Раньше существовал особый класс аллегорических, в чем-то дьявольских объектов: зеркала, отражения, произведения искусства (концепты?) — хоть и симулякры, но прозрачные, явные (изделие не путали с подделкой), в которых был свой характерный стиль и мастерство. И в ту пору удовольствие состояло скорее в том, чтобы в искусственном и поддельном обнаружить нечто «естественное». Сегодня же, когда реальное и воображаемое слились в одно операциональное целое, во всем присутствуют эстетические чары: мы подсознательно, каким-то шестым чувством, воспринимаем съемочные трюки, монтаж, сценарий, передержку реальности в ярком свете моделей — уже не пространство производства, а намагниченную знаками ленту для кодирования и декодирования информации; реальность эстетична уже не в силу обдуманного замысла и художественной дистанции, а в силу ее возведения на вторую ступень, во вторую степень, благодаря опережающей имманентности кода. Над всем витает тень какой-то непреднамеренной пародии, тактической симуляции, неразрешимой игры, с которой и связано эстетическое наслаждение — наслаждение самим чтением и правилами игры. Тревелинг знаков, масс-медиа, моды и моделей, беспроглядно-блестящей атмосферы симулякров.

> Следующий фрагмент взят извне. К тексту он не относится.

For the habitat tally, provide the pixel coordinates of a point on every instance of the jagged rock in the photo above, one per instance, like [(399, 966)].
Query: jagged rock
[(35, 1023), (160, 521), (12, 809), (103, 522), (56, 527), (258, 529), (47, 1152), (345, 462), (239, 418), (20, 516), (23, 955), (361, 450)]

Искусство давно уже предвидело этот нынешний разворот повседневного быта. Художественное произведение очень рано начинает дублировать само себя, манипулируя знаками художественности: это сверхзначение искусства, «академизм означающего» (как выразился бы Леви-Стросе), фактически подводящий к состоянию формы-знака. Тогда-то искусство и вступает в процесс бесконечного воспроизводства: все, что дублирует само себя, даже если это банальная реальность быта, тем самым оказывается под знаком искусства, становится эстетичным. Так же и с производством, которое сегодня, можно сказать, вступает в фазу эстетического самодублирования: отбросив всякое содержание и целесообразность, оно само становится абстрактно-нефигуративным. Тем самым оно выражает чистую форму производства и само, подобно искусству, приобретает смысл целесообразности без цели. Теперь искусство и промышленность могут меняться знаками: искусство становится репродуктивной машиной (Энди Уорхол), не переставая быть искусством, ведь машина теперь — всего лишь знак; а производство, утратив всякую общественную целесообразность, знай испытывает и превозносит само себя в гиперболических, эстетических знаках престижа вроде огромных промышленных комбинатов, 400-метровых небоскребов или таинственной цифири валового национального продукта.

Итак, искусство теперь повсюду, поскольку в самом сердце реальности теперь — искусственность. Следовательно, искусство мертво, потому что не только умерла его критическая трансцендентность, по и сама реальность, всецело пропитавшись эстетикой своей собственной структурности, слилась со своим образом. Ей уже некогда даже создавать эффекты реальности. Она уже и не превосходит вымысел, а перехватывает каждую мечту, еще прежде чем та образует эффект мечты. Какое-то шизофреническое головокружение исходит от этих серийных знаков, недоступных ни для подделки, ни для сублимации, имманентных в своей повторяемости, — кто знает, в чем реальность того, что они симулируют? В них даже нет больше и вытеснения (тем самым симуляция, можно сказать, ведет к психозу), в них вообще отменяются первичные процессы. Бинарный cool-мир поглощает мир метафор и метонимий. Принцип симуляции возобладал и над принципом реальности, и над принципом удовольствия.